Au-delà du gadget technologique, le téléphone «grand danger» s’inscrit dans un dispositif plus global de lutte contre les violences faites aux femmes. Dans quelle mesure participe-t-il de ce processus ?

Le téléphone sort complètement les victimes de la solitude et de l’isolement dans lesquels elles se trouvent et qui les fragilisent. Savoir qu’elles pourront toujours obtenir de l’aide au bout du fil en cas de danger les apaise. On est face à des femmes qui sont dans une grande peur, avec un partenaire ou un ex-partenaire qui leur a dit « je vais te tuer », et elles savent qu’il pourrait passer à l’acte. Certaines femmes ne sortaient plus de chez elles, même pour aller jeter les poubelles. Mais grâce au téléphone, qu’elles emportent partout, elles sortent à nouveau. Bien sûr ce n’est pas une armure, ce n’est pas du 100%, mais si l’agresseur est en bas de chez elles, au coin de la rue, ou devant l’école des enfants, elles peuvent appeler. Et puis il y a d’autres numéros pré-enregistrés dans le téléphone, qui permettent de contacter des associations locales, lorsque la victime n’est pas en danger immédiat mais qu’elle est très angoissée.

Le dispositif, d’une durée de six mois, est renouvelable une seule fois en Seine-Saint-Denis, pourquoi ?

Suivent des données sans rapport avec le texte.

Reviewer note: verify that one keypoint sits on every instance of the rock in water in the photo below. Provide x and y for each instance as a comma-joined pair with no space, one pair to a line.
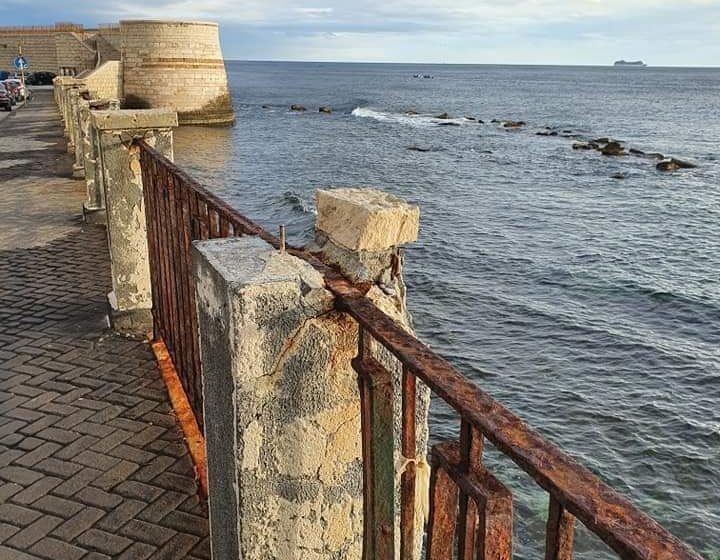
673,164
613,149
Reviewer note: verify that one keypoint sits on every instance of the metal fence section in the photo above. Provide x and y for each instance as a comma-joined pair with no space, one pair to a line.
471,513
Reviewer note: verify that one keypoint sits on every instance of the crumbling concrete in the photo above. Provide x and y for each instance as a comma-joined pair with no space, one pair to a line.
281,408
360,231
281,401
130,301
94,205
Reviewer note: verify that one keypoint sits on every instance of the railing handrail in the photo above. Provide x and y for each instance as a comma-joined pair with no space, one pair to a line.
609,515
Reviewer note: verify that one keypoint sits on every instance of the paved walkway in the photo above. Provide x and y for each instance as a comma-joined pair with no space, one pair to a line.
92,463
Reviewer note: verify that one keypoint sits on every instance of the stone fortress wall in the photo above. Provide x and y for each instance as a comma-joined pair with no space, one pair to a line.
175,64
147,64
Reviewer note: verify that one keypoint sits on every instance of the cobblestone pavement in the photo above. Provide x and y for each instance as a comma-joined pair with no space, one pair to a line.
92,462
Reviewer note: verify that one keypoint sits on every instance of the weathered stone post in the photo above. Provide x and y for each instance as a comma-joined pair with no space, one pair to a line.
281,403
131,299
64,85
94,205
76,96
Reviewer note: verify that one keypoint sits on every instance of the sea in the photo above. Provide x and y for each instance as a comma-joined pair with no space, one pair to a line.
580,290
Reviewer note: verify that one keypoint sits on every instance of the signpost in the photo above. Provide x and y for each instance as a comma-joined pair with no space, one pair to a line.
21,63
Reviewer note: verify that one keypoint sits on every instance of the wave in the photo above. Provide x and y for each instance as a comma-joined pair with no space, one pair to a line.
419,120
297,203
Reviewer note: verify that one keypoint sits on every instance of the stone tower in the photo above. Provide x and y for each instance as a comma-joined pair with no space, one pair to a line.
175,64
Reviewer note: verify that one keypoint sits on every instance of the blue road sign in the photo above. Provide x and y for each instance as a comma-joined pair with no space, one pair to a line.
21,63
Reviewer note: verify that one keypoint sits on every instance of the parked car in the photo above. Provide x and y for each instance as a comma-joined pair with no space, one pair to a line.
5,99
16,87
40,79
13,91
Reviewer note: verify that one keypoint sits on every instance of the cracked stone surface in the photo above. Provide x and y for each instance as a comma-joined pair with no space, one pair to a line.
92,462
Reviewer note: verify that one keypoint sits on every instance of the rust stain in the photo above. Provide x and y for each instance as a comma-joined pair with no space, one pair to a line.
183,412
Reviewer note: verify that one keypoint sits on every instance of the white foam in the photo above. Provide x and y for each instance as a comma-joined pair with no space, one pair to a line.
405,119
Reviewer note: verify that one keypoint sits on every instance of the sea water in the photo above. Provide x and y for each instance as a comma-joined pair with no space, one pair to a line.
589,305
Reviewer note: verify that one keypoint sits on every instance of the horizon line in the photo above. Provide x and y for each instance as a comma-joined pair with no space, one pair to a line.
610,65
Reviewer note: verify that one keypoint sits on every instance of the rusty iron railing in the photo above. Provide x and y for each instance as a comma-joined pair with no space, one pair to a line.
470,510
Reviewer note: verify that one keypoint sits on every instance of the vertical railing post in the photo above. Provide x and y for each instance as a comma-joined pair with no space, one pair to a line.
378,427
130,300
559,533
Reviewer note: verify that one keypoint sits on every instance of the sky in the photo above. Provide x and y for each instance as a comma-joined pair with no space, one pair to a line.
660,32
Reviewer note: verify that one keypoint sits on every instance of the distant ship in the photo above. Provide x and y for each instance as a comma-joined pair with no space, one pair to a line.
633,63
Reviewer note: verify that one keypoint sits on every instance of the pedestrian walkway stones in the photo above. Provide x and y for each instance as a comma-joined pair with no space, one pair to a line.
92,462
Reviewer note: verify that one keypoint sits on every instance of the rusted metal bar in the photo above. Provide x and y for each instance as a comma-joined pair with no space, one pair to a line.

Le téléphone ne doit pas devenir un doudou et l’objectif est bien de leur permettre de sortir de la violence. Nous avons estimé que deux fois six mois, c’était à peu près le temps nécessaire pour régler la situation sociale et judiciaire des femmes victimes. Mais dans le volet «violences faites aux femmes» de la loi pour l’égalité entre les femmes et les hommes, promulguée en juillet, il est seulement indiqué que le dispositif est renouvelable, sans autre précision, ce qui laisse une marge de manœuvre au procureur.